According to this survey, patients taking cholesterol, hypertension, and diabetes medication who were using a reminder system (in this case, Medisafe's system) had 10.7%, 5.4%, and 7.7% higher adherence respectively than a control group of non-users over a multi-month period. The survey focused on the three conditions of hypertension, hyperlipidemia, and diabetes for some very good reasons:

  • Their prevalence in the U.S. (and global) populations: Today, 73.5 million adults (31.7%) in the U.S. have high low-density lipoprotein (LDL) or "bad" cholesterol, 77.9 million have high blood pressure and 29 million have diabetes.
  • Their connection to major health complications (e.g. heart attack, stroke, kidney disease) when undertreated: Prior research shows a continuous decrease in hospitalization risk and total healthcare cost (i.e. medical plus drug costs) when medication adherence rises across the spectrum.
  • The high cost associated with non-adherence: In 2010, the total direct national cost of non-adherence amongst adults for all three conditions was estimated to be $105.8 billion.
  • Other key drivers and incentives to reduce healthcare costs: Medications for all three conditions are included in the Centers for Medicare & Medicaid Services' (CMS) Quality Measures for Medicare Part D.

The results are pretty conclusive, and while this is a test for Medisafe's solution, I'd suggest it can be extended to indicate better adherence for any medication management platform.

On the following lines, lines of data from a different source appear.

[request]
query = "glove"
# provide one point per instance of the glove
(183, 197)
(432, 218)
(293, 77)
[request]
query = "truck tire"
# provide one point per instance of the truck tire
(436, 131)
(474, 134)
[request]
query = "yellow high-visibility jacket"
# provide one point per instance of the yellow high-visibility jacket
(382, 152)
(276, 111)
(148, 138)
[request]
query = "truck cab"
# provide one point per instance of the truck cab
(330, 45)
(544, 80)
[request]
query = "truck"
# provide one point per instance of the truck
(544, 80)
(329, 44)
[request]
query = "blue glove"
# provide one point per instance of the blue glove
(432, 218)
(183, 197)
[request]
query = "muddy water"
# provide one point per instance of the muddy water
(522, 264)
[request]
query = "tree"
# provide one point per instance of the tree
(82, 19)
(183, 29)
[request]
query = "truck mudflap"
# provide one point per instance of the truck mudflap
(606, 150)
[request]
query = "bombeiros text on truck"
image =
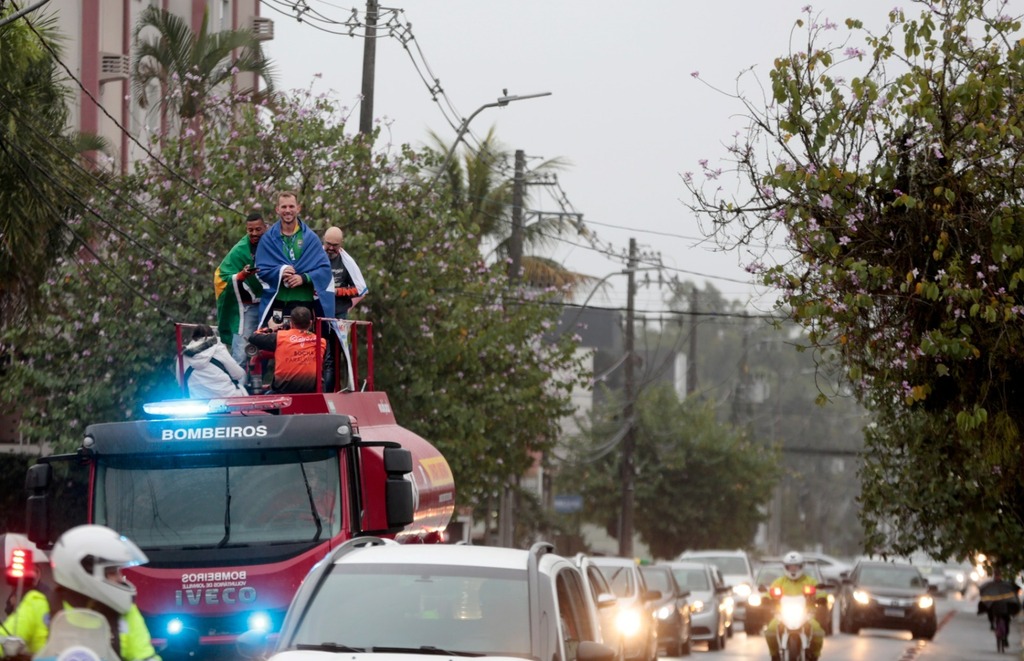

While Medisafe-specific, one doctor's viewpoint can be seen as putting a case for broadening the usage of digital medication management systems generally:

"As a diabetic and a doctor, I'm well aware of the short-term discomfort of missing medications as well as the long-term impact from poor blood glucose control that often leads to serious – and costly – complications later in life," said Dr. Daniel Mosby, a Medisafe user and junior doctor from the United Kingdom. "Personally, achieving 100% adherence with Medisafe has made an immense difference in my immediate well-being and is an investment in my long-term health. Professionally, these latest data points only reinforce my belief that the Medisafe application is a great option for healthcare providers who need to assist their patient population with adherence."

Empirical data is always welcome, especially so in the healthcare sector. This report is a strong justification for increased usage of these sort of platforms.